地方には今だ厳しい
経済状況


 四月の県下の企業倒産状況、請負総額一千万円以上によると、件数は前月比七件増しの二十五件、負債額も三十四億四千七百万円増しの六十三億九百万円だった。一ヶ月の倒産件数が二十件を越えたのは二〇〇二年九月以来四年八ヶ月ぶりで、平成に入って最も多かった一九九八年二月の二十四件を一件上回る最多の記録をぬりかえた。
 業種別に見ると、建築業が八件で最も多く、一般精密・機械、衣料、繊維製品四件、運送、電気機械製品、紙業、印刷、事務用品が各二件。
原因では「販売不振」が一五件と全体の六割を占めるほか、「連鎖倒産」が五件、「既往の皺寄せ」が二件などとなっている。

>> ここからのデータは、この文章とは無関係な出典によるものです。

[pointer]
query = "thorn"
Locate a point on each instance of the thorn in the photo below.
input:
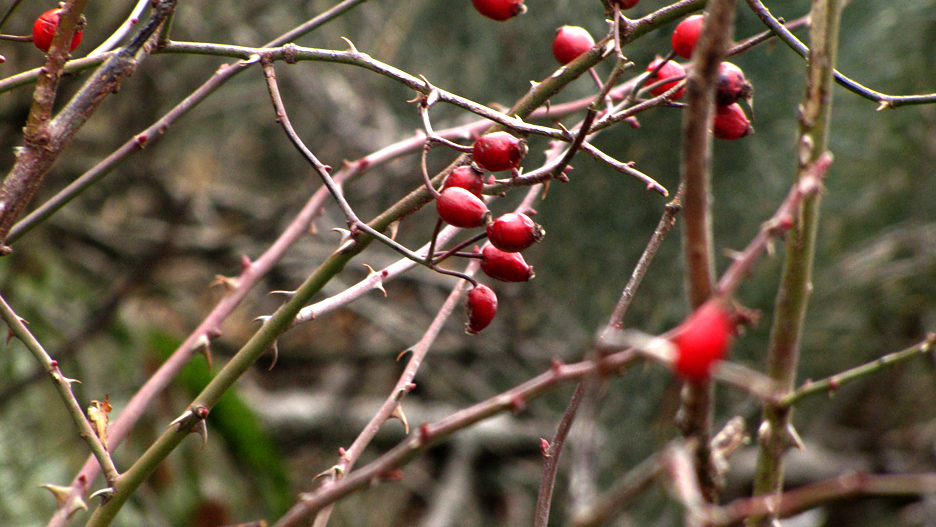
(201, 428)
(393, 228)
(61, 493)
(335, 470)
(351, 48)
(105, 494)
(179, 422)
(398, 414)
(202, 345)
(287, 294)
(274, 349)
(228, 283)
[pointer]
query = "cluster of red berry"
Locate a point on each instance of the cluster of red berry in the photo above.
(730, 121)
(44, 29)
(459, 204)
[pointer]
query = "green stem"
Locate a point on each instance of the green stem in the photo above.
(796, 282)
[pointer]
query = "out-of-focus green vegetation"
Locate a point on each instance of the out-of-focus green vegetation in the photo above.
(112, 282)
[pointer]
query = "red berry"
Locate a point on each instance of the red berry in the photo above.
(702, 340)
(504, 266)
(731, 85)
(686, 35)
(482, 306)
(460, 208)
(668, 70)
(466, 177)
(499, 10)
(44, 30)
(730, 122)
(514, 232)
(498, 151)
(570, 42)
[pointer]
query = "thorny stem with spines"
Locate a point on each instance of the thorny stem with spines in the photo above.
(796, 280)
(63, 385)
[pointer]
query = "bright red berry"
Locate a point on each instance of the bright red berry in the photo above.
(731, 85)
(701, 341)
(44, 30)
(466, 177)
(499, 10)
(669, 70)
(514, 232)
(460, 208)
(570, 42)
(482, 306)
(686, 35)
(730, 122)
(504, 266)
(498, 151)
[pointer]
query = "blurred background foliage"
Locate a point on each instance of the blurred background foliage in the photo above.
(115, 281)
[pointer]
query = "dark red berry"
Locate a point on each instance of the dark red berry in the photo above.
(669, 70)
(702, 340)
(731, 85)
(499, 10)
(498, 151)
(482, 306)
(467, 178)
(460, 208)
(44, 30)
(730, 122)
(514, 232)
(504, 266)
(570, 42)
(686, 35)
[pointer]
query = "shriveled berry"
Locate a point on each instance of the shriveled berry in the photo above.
(570, 42)
(498, 151)
(667, 71)
(504, 266)
(731, 85)
(44, 29)
(514, 232)
(730, 122)
(499, 10)
(702, 340)
(460, 208)
(482, 306)
(466, 177)
(686, 35)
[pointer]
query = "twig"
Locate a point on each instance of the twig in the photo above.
(63, 385)
(431, 433)
(832, 383)
(886, 101)
(666, 223)
(698, 244)
(551, 452)
(796, 280)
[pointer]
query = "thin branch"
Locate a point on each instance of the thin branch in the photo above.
(834, 382)
(551, 452)
(63, 385)
(432, 433)
(796, 281)
(698, 243)
(886, 101)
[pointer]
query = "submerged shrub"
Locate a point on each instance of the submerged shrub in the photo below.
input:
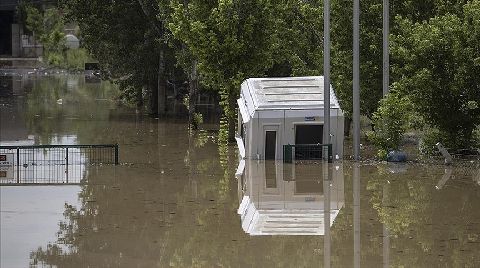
(390, 121)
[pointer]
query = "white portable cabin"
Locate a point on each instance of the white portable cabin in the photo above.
(279, 111)
(275, 202)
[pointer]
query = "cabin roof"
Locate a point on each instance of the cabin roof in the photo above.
(287, 93)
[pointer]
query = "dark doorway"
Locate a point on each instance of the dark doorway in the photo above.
(6, 20)
(270, 145)
(308, 134)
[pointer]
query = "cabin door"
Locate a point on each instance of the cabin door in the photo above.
(270, 138)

 大型倒産や知名度のある小売り業者の破綻も「倒産多発」のイメージを助長、景気回復を実感できない地方の厳しい現実を再認識させる結果となった分析。
公共工事に依存する土木・建設業や県外資本などとの競争が激化している事を指摘し、引き続き販売不振を主因とする不況型倒産が発展する懸念は
まだまだ拭い切れないのではないか。